What Does Marketing Relativism Mean?
Large consumer markets continue to open up and expand abroad, attracting the growing attention and investment of foreign firms. As domestic brands expand into non-native markets, business thought and strategy has taken on an increasingly globalized focus. International expansion poses new challenges to modern marketers who must make products universally approachable and acceptable within differing cultural contexts. Marketing relativism -- or marketing strategy sensitive to the cultural complexities of foreign consumers -- focuses on the linguistic, moral, cultural, legal and political differences that arise in various international contexts.
The common native turn-of-phrase or idiom often lacks an equally meaningful translation into other languages. In the late 1980s, General Electric Company started the international telecommunications subsidiary GEC-Plessey Telecommunications (GPT); the French translation of GPT, however, pronounced “J’ai pété”, translated into “I’ve farted," much to the company's chagrin. In the late 1990s, Panasonic ads featuring the cartoon character Woody Woodpecker as the “Internet guide” headlined the slogan “Touch Woody - The Internet Pecker.” An otherwise inoffensive tagline in Japan had quite the different meaning in American slang. International marketers must recognize relative linguistic contexts in order to safeguard against potentially costly business blunders.
The notion that “sex sells” isn’t a universal one. While sexualized advertising is commonplace in many international markets, erotic imagery is strictly forbidden in others. Religion, in particular, has significant bearing on the issue. Muslim countries generally frown on erotic reference, direct or otherwise. Similar standards operate in conservative Christian nations, such as Ireland and the Philippines. But just as standards vary among nations, they also vary within them.

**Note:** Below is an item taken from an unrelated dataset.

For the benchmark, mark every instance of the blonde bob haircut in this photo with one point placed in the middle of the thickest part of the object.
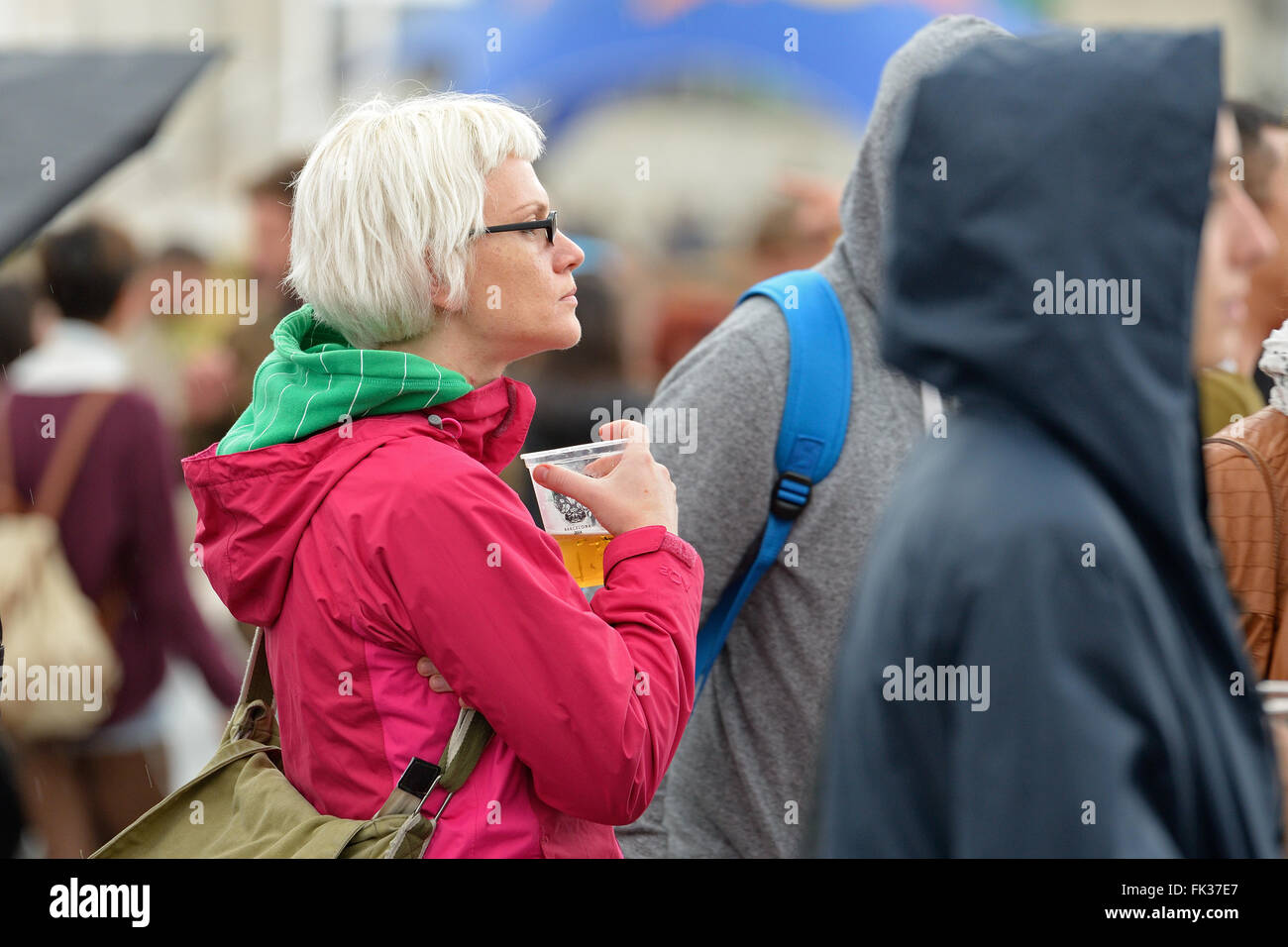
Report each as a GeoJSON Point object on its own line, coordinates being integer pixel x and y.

Religion informs not only sexual appropriateness, but ideas about community, individualism, morality, diet and family, among many others. In 2007, the year of the pig, China banned all advertising featuring images of pigs out of respect for the Muslim dietary prohibition of pork. In 2005, a French court upheld the ban of clothing advertisements satirizing Leonardo da Vinci’s, Christ’s Last Supper. Thus, observing principles of marketing relativism, an international marketer must remain sensitive to the fact that what is considered religiously mundane by some may be deemed wildly offensive by others.

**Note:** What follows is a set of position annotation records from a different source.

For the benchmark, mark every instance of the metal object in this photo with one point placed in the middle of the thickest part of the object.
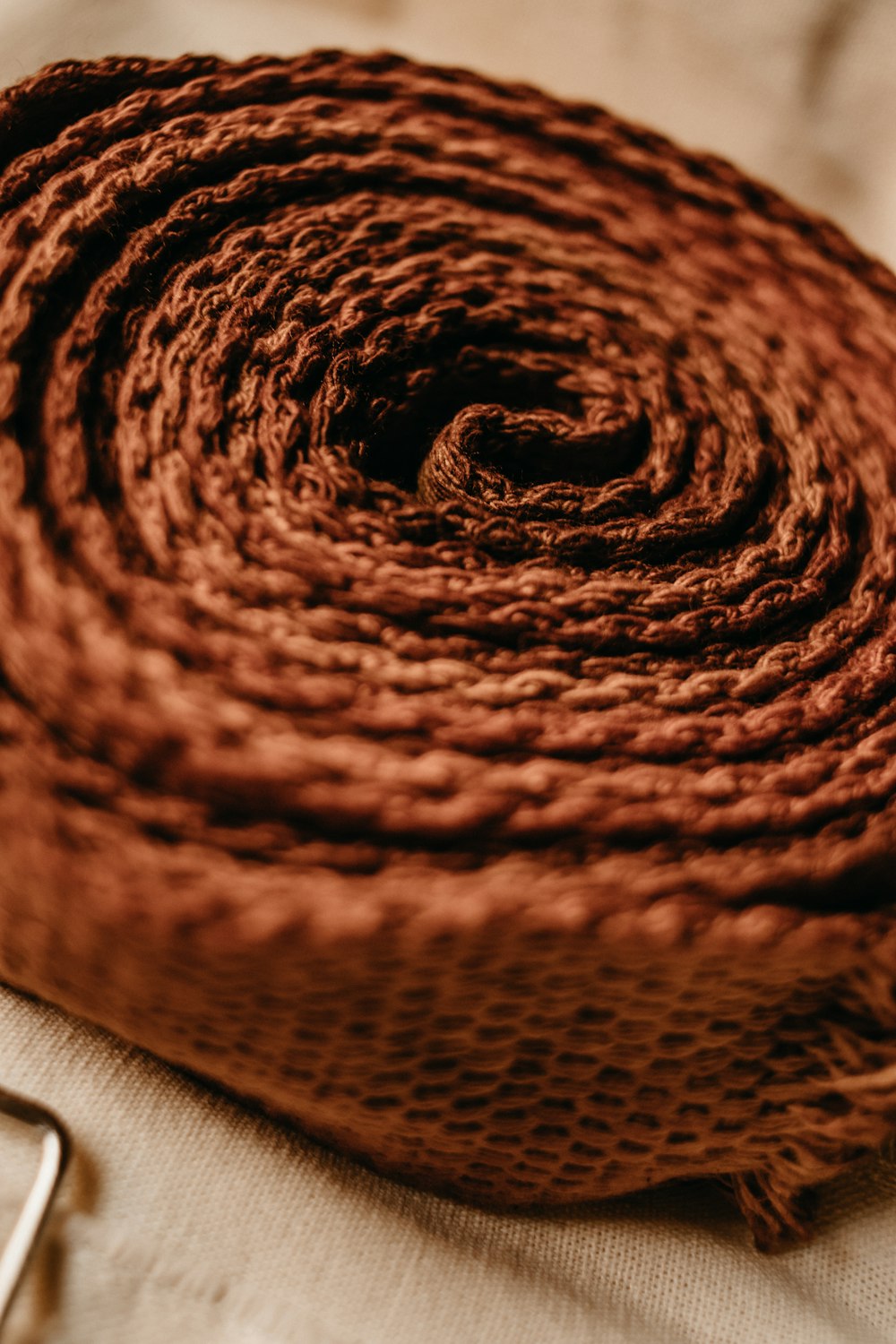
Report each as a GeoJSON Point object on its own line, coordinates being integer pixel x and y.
{"type": "Point", "coordinates": [31, 1222]}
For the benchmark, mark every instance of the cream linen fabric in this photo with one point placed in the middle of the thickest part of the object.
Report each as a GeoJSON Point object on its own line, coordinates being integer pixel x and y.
{"type": "Point", "coordinates": [188, 1220]}
{"type": "Point", "coordinates": [185, 1219]}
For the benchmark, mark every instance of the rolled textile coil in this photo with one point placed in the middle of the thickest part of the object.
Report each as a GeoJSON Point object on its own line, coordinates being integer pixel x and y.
{"type": "Point", "coordinates": [447, 624]}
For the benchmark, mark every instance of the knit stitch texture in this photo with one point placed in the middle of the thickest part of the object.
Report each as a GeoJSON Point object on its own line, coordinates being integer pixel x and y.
{"type": "Point", "coordinates": [447, 624]}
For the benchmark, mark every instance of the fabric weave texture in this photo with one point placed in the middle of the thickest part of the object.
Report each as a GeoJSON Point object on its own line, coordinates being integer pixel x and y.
{"type": "Point", "coordinates": [446, 624]}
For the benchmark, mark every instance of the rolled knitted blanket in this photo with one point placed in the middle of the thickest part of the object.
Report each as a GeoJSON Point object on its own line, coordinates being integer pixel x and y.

In a globalized marketplace, a nation’s regulatory infrastructure and political climate are additional cultural complexities at the forefront of marketing decision-making. Marketing relativism underscores the concepts of morality and legality as cultural variables; what’s considered perfectly allowable marketing messaging in one country may be illegal in another. The same considerations must applied to a nation’s respective political climate. Aspirational ideals such as corporate or environmental responsibility may not resonate with consumers in nations burdened by civil unrest the same way they would be in politically stable nations.